Introduction
Immanuel Kant, a German philosopher argued that some forms of actions like lying and murder among others were proscribed regardless of the outcome of the actions. His theory is a deontological moral theory whereby, “the rightness or wrongness of actions does not depend on their consequences but on whether they fulfill our duty” (Aune 12). Kant held that there existed a sovereign rationale of morality in what he terms as Imperatives.
The Ethics
According to Kant’s imperatives, “an imperative is a command; for instance, ‘pay your taxes!’ is an imperative, as are ‘stop kicking me!’ and ‘Don’t kill animals!’ (Kant 49).
However, these imperatives come in categories, viz. hypothetical and categorical. Hypothetical imperatives give conditional commands; for instance, “If you want to go to medical school, study biology in college” (Kant 57). Therefore, if the subject of this command does not want to attend a medical school, this instruction is irrelevant. On the other hand, categorical imperative gives unconditional commands.
For instance, “Don’t cheat on your taxes” (Kant 57). In this context, even if one wants to evade taxes he or she should not do so. Therefore, moral aspects must be defined by the categorical imperatives for the basic reasoning that people are commanded by morality and they cannot choose to take it or leave it; they have to abide to its requirements.
Kant stipulates that categorical imperative will work when people “Act only on that maxim through which they can at the same time will that it should become a universal law [of nature]” (Kant 60). This is a rule of nature whereby people should do unto others how they would love others to do to them. For example, if someone expects others to love him, then he or she should be ready to love them.
Actions can never be morally worthy; they can only be right, or wrong. Morals are not attached to actions but to a person. However, one’s actions determine whether he or she is morally worthy or not. Kant argues that, “a person is good or bad depending on the motivation of their actions and not on the goodness of the consequences of those actions” (78).
Motivation here refers to the drive behind actions. If the drive or motivation is morally upright, then a person is morally worthy. Likewise, if the motivation is not morally right, then a person is not morally worth. Actions are dependent on something else; they sprout from something else; that is motivation, therefore, actions cannot make someone morally worth or unworthy.
To expound the issue of motivation, Kant considers an individual who has won a lottery and decides to give all his fortunes to charity work to feel good about it. Kant posits that, this individual is not morally worthy because the motivation was not out of duty but a selfish quest. “Moral worth only comes when you do something because you know that it is your duty and you would do it regardless of whether you liked it” (Kant 84).

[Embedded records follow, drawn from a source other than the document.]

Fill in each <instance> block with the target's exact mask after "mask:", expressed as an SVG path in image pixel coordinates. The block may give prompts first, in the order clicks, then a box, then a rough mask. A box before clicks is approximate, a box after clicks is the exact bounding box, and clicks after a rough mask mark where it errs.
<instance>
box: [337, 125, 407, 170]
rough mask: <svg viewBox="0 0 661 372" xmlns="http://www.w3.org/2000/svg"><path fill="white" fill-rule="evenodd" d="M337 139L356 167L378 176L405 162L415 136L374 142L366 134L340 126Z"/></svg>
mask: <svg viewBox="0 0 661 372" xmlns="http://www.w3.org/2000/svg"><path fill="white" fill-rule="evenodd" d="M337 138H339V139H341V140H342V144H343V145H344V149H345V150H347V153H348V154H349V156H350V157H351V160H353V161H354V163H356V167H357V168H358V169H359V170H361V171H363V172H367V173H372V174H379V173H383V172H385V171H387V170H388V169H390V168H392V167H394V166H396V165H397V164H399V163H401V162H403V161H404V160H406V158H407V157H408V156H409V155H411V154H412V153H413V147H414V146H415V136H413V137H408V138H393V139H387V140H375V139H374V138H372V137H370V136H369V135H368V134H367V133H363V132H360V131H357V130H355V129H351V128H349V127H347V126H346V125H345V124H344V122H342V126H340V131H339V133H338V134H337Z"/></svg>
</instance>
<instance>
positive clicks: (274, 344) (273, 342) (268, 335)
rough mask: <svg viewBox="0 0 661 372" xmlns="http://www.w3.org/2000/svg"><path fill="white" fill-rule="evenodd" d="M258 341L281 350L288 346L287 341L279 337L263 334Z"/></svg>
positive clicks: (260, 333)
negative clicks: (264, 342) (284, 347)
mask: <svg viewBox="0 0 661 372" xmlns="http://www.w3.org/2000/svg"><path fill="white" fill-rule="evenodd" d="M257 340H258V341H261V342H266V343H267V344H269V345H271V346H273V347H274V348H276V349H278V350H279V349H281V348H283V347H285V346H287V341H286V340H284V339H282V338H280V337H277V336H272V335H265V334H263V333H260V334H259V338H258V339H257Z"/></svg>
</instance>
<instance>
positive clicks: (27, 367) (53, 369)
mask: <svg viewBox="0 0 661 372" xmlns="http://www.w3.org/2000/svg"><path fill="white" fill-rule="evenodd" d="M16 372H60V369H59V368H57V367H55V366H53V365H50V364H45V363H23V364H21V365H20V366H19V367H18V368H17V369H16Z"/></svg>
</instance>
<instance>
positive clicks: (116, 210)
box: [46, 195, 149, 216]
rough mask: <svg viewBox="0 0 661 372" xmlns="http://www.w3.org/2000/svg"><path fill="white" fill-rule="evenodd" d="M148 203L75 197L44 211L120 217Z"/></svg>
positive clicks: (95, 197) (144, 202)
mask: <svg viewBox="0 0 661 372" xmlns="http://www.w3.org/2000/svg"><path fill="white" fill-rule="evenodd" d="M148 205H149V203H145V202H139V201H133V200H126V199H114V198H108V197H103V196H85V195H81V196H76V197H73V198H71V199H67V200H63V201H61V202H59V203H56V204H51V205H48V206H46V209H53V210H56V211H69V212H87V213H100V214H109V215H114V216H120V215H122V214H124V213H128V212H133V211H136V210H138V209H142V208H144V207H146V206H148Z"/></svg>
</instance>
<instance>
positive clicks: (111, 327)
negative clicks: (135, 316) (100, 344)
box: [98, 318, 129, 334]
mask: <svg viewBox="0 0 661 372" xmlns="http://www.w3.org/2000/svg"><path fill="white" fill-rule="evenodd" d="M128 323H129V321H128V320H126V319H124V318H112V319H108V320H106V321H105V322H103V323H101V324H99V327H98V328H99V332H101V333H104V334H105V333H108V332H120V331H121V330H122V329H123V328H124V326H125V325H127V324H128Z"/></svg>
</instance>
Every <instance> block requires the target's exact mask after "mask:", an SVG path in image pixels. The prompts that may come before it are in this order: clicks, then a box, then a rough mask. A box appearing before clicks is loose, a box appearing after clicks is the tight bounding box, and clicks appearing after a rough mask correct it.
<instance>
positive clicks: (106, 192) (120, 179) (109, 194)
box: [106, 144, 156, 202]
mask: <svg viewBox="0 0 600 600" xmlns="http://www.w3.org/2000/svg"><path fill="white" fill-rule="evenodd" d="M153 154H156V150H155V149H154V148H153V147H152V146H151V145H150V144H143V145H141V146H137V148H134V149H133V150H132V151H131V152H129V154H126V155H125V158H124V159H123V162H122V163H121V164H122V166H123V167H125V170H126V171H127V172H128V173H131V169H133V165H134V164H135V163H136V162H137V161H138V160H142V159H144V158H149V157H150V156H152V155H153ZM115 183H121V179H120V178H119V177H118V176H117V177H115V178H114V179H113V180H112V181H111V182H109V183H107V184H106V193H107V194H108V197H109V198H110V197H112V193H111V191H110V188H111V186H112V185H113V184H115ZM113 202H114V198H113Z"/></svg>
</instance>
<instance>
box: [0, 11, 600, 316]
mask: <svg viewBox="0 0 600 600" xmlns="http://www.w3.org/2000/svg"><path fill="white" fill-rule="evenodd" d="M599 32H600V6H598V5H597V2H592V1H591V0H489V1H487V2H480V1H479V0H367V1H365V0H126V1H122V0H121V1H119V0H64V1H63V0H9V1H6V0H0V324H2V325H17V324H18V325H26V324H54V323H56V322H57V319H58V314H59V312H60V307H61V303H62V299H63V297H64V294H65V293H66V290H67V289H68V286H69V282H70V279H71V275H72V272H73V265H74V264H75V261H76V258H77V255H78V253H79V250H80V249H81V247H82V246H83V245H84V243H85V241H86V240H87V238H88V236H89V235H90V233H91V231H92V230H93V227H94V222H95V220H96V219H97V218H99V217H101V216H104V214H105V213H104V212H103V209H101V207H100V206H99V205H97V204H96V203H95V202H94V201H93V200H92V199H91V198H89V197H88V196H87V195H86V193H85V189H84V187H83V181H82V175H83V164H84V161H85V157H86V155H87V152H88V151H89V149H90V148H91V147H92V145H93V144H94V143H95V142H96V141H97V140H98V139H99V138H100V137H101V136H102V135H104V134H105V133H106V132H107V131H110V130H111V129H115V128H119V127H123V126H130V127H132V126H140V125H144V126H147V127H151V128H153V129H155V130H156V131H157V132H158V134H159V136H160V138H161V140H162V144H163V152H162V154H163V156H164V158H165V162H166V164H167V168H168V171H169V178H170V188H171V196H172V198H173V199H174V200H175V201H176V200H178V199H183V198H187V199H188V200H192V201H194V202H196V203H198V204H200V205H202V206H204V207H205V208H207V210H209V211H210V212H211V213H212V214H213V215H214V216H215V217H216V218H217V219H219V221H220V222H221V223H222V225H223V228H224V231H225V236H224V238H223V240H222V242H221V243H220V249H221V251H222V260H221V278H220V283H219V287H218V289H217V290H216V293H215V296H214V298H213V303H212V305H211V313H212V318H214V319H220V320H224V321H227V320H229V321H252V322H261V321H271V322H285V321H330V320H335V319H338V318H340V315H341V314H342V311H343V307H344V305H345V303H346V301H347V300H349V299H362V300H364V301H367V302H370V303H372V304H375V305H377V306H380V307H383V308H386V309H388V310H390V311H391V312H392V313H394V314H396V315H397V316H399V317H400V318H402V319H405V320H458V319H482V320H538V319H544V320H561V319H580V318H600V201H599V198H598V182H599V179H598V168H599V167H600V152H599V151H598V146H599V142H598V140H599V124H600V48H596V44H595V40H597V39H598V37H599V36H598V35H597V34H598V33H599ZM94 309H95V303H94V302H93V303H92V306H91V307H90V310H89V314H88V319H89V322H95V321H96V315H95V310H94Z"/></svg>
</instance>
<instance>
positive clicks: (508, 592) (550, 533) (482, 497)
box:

To Kant, consequences are insignificant because without motivation, there would be no consequences. Moreover, one may have the wrong motivation and get right or good results. For instance, if two drunken people drive recklessly and unfortunately, one of them runs over a pedestrian while the other does not, they are both morally unworthy because the motivation behind their actions was wrong.
Unfortunately, people interpret morality wrongly. Supposing the man who won the lottery gives the money with the right motivation of helping destitute children; unfortunately, a gang realizes that the children have food; raid the place killing all the children and making away with all food. In such a case, the man who gave the money is morally worthy because his intentions were right. This argument renders consequences void and they cannot be used as parameters of gauging morality.
In contrast to what many critics think, Kant does not veto felicity. One can do something to be happy as long as it is moral. Kant says, “you ought to do things to make yourself happy as long as you make sure that they are not immoral (i.e., contrary to duty), and that you would refrain from doing them if they were immoral… a good person is someone who always does their duty because it is their duty” (99). To be good one must be or do “good” for the sake of “goodness.”
Nevertheless, Kant’s theory has several loopholes. For instance, Kant posits that, people could lie if “It is permissible to lie” (121) and anything short of this requirement should not be allowed. In the light of this argument, all people would become liars hence robbing people of trust. Therefore, people should never lie, in principle.
Taking Kant to be true, a person would rather let his or her friend die even if lying would save the situation. This maxim becomes inconsequential because even killing would be allowed as long as the motive is right like self-defense. Kant cannot justify this fact.
Conclusion
Kantian ethics are complicated given the maxims that he employs to explain his imperatives. Kant believes that people cannot be morally worthy by their actions. Actions can never justify one’s moral worthiness because actions are a result of motives. Therefore, motives behind any action determine one’s moral worthiness.
To explain this he uses two forms of imperatives viz. conditional and categorical. Conditional imperatives change based on one’s stand concerning the condition in question. On the other hand, categorical imperatives are absolute and universal independent of one’s take on the situation in question. Nevertheless, Kant’s theories have loopholes because by his definition, killing would be justifiable.
Works Cited
Aune, Bruce. “Kant’s Theory of Morals.” New Jersey: Princeton Publishers, 1979.
Kant, Immanuel. “Groundwork for the Metaphysics of Morals.” Abbot, Thomas & Lara, Denis.
Eds. Ottawa; Library and Archives Canada, 2005.